Order of the routes in the file:

  • Route numbers are ascending by route number.
    PA3, PA5, PA8, etc.
  • For like route numbers, suffixless routes come first, followed by suffixed routes of the same number.
    MA2, MA3, MA3A, MA3B, MA4, MA4B, MA4H, MA5, etc.
  • For pieces of the same route, put them in the usual order for the country (i.e., south to north or west to east in the US).
    ..., PA42, PA43 Chadville, PA43 Brownsville, PA43 Pittsburgh, PA43AltCal, PA44, etc.
  • Bannered routes of a certain number come immediately after the bannerless route of the same number and before any suffixed routes of the same number. Bannered routes of the same number but with different banners go in order of the banners. Bannered routes of the same number and banner go in the usual order for the country (e.g., south to north or west to east in the US).
    ..., PA42, PA42AltCen, PA42AltBlo, PA42TrkEag, PA42A, PA42ABusPit, PA42B, PA43, ...
  • Doubly bannered routes come right after the matching singly bannered route.
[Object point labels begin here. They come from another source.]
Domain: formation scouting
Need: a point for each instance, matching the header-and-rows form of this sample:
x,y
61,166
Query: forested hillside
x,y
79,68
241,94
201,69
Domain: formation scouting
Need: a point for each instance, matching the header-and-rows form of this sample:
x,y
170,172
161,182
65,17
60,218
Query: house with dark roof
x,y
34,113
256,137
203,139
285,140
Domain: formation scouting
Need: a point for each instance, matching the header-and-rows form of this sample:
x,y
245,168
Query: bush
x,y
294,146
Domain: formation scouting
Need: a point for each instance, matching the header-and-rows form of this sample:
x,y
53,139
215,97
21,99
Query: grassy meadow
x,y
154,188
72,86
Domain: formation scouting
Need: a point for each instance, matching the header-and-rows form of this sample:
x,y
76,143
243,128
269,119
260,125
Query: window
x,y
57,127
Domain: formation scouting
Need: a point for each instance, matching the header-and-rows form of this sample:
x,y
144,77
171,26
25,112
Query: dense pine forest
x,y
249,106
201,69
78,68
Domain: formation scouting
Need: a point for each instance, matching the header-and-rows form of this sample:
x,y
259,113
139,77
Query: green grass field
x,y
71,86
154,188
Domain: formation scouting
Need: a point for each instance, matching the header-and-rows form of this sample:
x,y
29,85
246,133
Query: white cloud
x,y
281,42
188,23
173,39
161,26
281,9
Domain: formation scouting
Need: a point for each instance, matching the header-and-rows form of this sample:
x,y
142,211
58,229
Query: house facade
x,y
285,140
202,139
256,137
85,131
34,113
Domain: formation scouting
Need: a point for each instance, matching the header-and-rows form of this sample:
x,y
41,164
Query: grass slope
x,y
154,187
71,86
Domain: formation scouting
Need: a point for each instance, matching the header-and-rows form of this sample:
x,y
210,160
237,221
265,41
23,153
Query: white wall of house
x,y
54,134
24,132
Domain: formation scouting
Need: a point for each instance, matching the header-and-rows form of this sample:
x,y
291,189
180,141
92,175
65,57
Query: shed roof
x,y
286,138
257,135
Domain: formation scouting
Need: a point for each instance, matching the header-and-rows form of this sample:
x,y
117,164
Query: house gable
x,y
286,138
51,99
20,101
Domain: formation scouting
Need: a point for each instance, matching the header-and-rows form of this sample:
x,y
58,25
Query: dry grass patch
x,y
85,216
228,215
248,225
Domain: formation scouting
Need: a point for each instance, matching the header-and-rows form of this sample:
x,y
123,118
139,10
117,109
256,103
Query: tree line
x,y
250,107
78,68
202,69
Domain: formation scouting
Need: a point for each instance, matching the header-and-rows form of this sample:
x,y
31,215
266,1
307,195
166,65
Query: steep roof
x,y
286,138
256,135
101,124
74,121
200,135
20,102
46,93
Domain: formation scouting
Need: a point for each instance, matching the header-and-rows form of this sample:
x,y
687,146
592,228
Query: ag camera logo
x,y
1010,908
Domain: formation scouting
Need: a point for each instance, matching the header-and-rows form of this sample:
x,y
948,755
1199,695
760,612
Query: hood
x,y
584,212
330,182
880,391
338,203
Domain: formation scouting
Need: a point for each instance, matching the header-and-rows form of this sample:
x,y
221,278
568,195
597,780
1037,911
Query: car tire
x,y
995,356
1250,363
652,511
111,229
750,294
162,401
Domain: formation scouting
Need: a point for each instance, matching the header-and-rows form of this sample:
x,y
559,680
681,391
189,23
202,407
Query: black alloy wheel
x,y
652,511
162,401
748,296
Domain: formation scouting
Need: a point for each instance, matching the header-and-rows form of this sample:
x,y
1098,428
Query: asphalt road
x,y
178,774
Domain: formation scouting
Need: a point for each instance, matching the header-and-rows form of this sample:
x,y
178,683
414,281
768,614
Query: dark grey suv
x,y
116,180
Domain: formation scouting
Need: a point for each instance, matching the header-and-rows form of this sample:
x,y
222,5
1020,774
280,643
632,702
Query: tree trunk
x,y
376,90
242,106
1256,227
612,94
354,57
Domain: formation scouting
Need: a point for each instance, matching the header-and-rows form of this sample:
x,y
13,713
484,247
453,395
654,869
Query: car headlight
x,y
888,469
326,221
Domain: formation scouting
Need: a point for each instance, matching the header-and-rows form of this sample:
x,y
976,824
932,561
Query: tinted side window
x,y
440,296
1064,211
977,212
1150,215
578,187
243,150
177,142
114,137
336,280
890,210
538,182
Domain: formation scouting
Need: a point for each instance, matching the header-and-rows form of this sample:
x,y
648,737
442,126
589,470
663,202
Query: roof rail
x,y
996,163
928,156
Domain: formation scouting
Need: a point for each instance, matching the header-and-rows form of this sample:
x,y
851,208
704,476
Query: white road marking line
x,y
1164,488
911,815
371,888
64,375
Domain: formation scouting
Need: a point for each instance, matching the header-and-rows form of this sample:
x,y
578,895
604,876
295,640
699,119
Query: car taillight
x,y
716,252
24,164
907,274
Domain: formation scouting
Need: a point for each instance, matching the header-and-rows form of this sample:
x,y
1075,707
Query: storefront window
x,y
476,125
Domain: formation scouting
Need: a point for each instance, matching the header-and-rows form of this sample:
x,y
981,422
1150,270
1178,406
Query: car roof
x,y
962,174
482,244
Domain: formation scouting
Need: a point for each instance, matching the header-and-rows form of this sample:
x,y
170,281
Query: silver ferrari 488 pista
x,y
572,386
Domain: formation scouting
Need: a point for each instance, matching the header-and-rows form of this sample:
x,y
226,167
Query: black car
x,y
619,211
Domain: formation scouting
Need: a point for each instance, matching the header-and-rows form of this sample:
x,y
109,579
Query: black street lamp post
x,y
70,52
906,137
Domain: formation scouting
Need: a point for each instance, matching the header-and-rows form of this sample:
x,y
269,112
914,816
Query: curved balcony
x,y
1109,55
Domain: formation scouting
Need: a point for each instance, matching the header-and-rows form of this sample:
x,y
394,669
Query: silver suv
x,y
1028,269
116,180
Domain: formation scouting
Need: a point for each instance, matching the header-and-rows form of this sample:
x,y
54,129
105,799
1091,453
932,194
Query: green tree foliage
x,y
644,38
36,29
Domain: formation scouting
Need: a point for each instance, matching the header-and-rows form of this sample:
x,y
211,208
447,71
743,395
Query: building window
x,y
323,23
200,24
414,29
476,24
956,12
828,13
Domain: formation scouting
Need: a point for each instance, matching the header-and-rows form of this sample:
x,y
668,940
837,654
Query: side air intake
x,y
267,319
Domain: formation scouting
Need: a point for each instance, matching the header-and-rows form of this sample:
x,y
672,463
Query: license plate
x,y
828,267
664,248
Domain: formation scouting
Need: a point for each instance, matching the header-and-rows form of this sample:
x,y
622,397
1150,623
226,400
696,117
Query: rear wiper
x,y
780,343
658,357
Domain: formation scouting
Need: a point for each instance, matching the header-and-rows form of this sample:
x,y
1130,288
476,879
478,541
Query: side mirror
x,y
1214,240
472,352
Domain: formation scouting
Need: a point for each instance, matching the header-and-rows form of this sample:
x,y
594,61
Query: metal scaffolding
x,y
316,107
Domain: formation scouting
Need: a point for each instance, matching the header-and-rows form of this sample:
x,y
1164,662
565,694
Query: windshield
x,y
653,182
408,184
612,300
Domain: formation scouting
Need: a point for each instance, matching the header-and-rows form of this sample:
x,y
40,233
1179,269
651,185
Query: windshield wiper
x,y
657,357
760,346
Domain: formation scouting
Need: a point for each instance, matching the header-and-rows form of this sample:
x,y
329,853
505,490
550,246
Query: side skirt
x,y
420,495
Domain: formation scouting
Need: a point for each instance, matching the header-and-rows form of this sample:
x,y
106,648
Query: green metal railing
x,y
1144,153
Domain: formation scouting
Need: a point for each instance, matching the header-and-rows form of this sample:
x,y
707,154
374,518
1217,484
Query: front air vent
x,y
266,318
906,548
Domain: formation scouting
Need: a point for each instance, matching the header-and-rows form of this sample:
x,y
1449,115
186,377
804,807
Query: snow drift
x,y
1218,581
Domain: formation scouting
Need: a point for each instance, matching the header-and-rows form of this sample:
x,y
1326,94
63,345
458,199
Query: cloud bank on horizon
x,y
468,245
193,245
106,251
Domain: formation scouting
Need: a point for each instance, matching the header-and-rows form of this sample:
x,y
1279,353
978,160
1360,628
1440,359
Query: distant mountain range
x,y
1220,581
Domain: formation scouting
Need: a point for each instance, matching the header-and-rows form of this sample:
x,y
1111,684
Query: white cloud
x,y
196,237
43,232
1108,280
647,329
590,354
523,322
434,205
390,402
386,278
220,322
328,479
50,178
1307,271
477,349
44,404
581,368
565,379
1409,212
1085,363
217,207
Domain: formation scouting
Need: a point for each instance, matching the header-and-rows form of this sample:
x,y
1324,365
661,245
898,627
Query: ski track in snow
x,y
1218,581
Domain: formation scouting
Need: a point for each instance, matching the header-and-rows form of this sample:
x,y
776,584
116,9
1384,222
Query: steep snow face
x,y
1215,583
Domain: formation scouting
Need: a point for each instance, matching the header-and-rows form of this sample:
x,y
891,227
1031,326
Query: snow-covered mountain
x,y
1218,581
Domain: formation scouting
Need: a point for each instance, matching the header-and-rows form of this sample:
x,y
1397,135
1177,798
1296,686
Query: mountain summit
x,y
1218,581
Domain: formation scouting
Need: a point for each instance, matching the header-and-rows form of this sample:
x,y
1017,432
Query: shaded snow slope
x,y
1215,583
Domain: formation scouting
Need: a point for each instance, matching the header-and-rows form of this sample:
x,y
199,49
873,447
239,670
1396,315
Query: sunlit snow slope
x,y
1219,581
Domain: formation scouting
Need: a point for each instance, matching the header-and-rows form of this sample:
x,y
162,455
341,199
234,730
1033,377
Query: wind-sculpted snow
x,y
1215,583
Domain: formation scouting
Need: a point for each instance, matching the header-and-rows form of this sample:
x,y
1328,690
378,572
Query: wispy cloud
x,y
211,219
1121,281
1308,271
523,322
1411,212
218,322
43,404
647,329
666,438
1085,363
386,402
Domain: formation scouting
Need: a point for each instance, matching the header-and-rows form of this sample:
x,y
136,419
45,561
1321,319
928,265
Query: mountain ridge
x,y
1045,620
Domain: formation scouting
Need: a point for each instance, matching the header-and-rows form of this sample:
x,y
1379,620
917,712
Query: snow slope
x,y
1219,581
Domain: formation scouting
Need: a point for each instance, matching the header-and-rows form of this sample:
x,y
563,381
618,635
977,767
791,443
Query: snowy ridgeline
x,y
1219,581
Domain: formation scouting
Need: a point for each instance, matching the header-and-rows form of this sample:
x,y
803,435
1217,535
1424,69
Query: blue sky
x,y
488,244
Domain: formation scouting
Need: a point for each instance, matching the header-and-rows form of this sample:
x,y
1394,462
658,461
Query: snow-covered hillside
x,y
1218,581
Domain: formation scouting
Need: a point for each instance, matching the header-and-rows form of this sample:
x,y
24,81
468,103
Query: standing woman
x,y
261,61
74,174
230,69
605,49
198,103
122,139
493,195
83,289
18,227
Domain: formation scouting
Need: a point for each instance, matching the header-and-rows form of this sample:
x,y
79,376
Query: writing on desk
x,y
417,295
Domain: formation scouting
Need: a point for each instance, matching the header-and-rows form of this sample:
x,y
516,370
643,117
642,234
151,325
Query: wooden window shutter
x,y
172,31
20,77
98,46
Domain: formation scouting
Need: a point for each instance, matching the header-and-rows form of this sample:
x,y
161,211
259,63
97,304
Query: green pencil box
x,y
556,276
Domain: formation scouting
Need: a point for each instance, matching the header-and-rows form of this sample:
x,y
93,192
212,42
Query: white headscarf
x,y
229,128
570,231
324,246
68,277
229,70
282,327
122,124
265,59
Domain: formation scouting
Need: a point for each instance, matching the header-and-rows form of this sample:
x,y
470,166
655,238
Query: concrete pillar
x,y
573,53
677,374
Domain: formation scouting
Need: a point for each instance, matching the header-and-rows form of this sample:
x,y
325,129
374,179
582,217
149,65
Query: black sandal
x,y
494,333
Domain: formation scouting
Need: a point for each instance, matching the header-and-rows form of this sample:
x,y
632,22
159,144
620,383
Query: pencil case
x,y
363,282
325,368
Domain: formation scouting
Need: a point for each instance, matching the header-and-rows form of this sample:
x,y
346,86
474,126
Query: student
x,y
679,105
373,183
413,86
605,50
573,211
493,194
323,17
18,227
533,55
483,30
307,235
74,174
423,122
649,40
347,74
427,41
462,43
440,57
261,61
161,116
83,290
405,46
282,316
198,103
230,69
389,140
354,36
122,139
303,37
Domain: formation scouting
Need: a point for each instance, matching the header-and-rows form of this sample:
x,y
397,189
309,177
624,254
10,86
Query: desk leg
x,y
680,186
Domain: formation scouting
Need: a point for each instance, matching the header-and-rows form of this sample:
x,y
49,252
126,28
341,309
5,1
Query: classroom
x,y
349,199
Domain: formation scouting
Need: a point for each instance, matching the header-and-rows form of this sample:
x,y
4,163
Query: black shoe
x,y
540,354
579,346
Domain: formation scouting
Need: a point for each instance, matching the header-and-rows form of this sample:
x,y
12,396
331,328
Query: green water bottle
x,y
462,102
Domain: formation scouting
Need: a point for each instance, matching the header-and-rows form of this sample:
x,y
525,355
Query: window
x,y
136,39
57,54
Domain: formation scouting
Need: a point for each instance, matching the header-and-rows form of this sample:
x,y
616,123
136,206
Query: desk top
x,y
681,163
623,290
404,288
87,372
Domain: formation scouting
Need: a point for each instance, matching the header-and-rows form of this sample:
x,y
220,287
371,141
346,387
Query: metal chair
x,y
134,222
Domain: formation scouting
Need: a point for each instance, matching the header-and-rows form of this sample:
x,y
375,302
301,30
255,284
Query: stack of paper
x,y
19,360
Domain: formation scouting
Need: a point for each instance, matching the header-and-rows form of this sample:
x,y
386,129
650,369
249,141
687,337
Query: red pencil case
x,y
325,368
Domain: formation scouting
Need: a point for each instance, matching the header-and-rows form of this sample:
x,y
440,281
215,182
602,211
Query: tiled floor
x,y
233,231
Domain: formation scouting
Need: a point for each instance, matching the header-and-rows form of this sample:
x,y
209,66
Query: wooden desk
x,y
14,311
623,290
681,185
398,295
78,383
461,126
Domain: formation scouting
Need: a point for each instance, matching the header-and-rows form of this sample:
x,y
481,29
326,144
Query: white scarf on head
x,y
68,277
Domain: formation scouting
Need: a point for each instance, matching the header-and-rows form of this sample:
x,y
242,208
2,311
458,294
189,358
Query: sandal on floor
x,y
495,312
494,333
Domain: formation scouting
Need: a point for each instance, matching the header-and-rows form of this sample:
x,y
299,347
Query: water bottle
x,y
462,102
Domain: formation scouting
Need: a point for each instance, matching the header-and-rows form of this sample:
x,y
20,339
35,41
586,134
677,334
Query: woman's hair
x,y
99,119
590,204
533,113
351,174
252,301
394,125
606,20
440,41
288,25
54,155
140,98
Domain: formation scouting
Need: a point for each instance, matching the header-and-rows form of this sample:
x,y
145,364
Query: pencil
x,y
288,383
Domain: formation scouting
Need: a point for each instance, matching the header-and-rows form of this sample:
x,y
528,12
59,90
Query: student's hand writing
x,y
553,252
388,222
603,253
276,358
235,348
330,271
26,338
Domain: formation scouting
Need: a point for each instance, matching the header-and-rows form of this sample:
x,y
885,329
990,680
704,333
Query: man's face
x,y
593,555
The banner immediately after the route number here matches the banner immediately above the route number as signed in a shield.
    US50AltBusDun is the Dunkirk City business route of US50Alt. US50AltBusDun is signed with a Business banner on top, Alternate banner in the middle, and the number shield at the bottom on a roadside sign assembly.
    ..., US50, US50AltGeo, US50AltBusDun, US50BusFay, US50BusTrkUni, US50ScePin, US50TrkSno, US 51, ...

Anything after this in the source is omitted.